SS 41 - GU 5: Novel Prognostic Tools in Prostate Cancer
336 - Examination of Decipher Prostate Genomic Classifier in Patients with De Novo Metastatic Disease from a Large Scale Real-World Clinical and Transcriptomic Data Linkage
Brigham and Women's Hospital/Dana-Farber Boston, MA, United States
S. Moningi1, J. Ho2, J. Proudfoot3, P. Sutera4, M. P. Deek5, R. Phillips6, Z. H. Rana7, J. K. Molitoris8, Y. Kwok8, M. V. Mishra7, C. S. Spina9, A. Engelman10, A. E. Ross11, Y. Liu2, E. Davicioni12, A. Y. Jia13, D. E. Spratt14, M. S. Leapman15, and P. T. Tran16; 1Department of Radiation Oncology, Brigham and Women’s Hospital/Dana-Farber Cancer Institute, Boston, MA, 2Veracyte, San Diego, CA, 3Decipher Biosciences, Vancouver, Canada, 4Department of Radiation Oncology and Molecular Radiation Sciences, Johns Hopkins Medicine, Baltimore, MD, 5Rutgers Cancer Institute of New Jersey, Department of Radiation Oncology, New Brunswick, NJ, 6Department of Radiation Oncology, Mayo Clinic, Rochester, MN, 7Maryland Proton Treatment Center, Baltimore, MD, 8Department of Radiation Oncology, University of Maryland School of Medicine, Baltimore, MD, 9Columbia University College of Physicians and Surgeons, New York, NY, 10Florida Urology Partners, Tampa, FL, 11Northwestern Medicine Urology, Chicago, IL, 12Veracyte Inc., San Diego, CA, 13Weill Cornell Medical College/New York Presbyterian Hospital, New York, NY, 14Case Western, Cleveland, OH, 15Department of Urology, Yale School of Medicine, New Haven, CT, 16Johns Hopkins University, School of Medicine, Baltimore, MD
Purpose/Objective(s): Prognostic gene expression testing of primary tumor tissue has become widely adopted for localized prostate cancer risk stratification. Recent retrospective analyses of clinical trials have examined such testing in metastatic hormone-sensitive disease but little has been reported outside of this context. Here we examine the Decipher prostate genomic classifier (GC) used in the context of routine clinical practice. Materials/
Methods: Clinical and transcriptomic data from clinical use of the GC between 2013-2022 were linked with real-world data (RWD) aggregated from insurance claims, pharmacy records, and electronic health record (EHR) data.

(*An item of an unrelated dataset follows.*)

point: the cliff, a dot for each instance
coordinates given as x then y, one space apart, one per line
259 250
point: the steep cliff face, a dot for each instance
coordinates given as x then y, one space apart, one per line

Patients were anonymously linked between datasets by deterministic methods through a de-identification engine using encrypted tokens. A hierarchical claims-based algorithm was used to identify de novo distant metastasis in the patient’s record. De novo metastasis was defined using administrative claims and diagnosis codes within 90 days from initial prostate cancer diagnosis and at least 90 days earlier than non-prostate cancer diagnosis (if present), excluding a set of codes identifying metastases without specification of sites or for pelvic lymph node metastases. The distribution of GC scores in these samples was compared to localized prostate cancer after matching on baseline clinical and pathological factors drawn from 116,971 patients who received GC testing. Results: A total of 92,976 patients with Decipher prostate GC were successfully linked to RWD, including 53,871 from biopsy and 39,105 from radical prostatectomy (RP) tests. De novo metastases were identified in 194 patients (0.21%) and compared to a matched set of 13,192 patients with localized disease. Among patients with de novo metastasis, the median age at Decipher testing was 69 years (IQR 63, 75), median percentage of positive cores was 58% (IQR 33-92%), median PSA was 14 ng/mL (IQR 6.3- 47) and 70% had NCCN high or very high-risk disease at diagnosis. Compared to the matched set 25% of metastatic patients had PSA > 50 vs. 5% for localized patients. Median Decipher score for metastatic patients was 0.88 (IQR 0.56, 0.98) compared to 0.69 (IQR 0.44, 0.9) and 0.46 (0.29, 0.68) in the matched and unmatched localized patient cohorts, respectively. Conclusion: Using the largest linkage of transcriptomic and clinical data to date, we developed algorithms to identify de-novo metastatic disease from a cohort of patients tested with a GC. These patients tended to have high PSA and NCCN risk groups at time of diagnosis and accordingly had substantially elevated GC scores. This unique resource could be leveraged to enhance understandings of de novo metastatic disease biology, patterns of care and treatment effectiveness.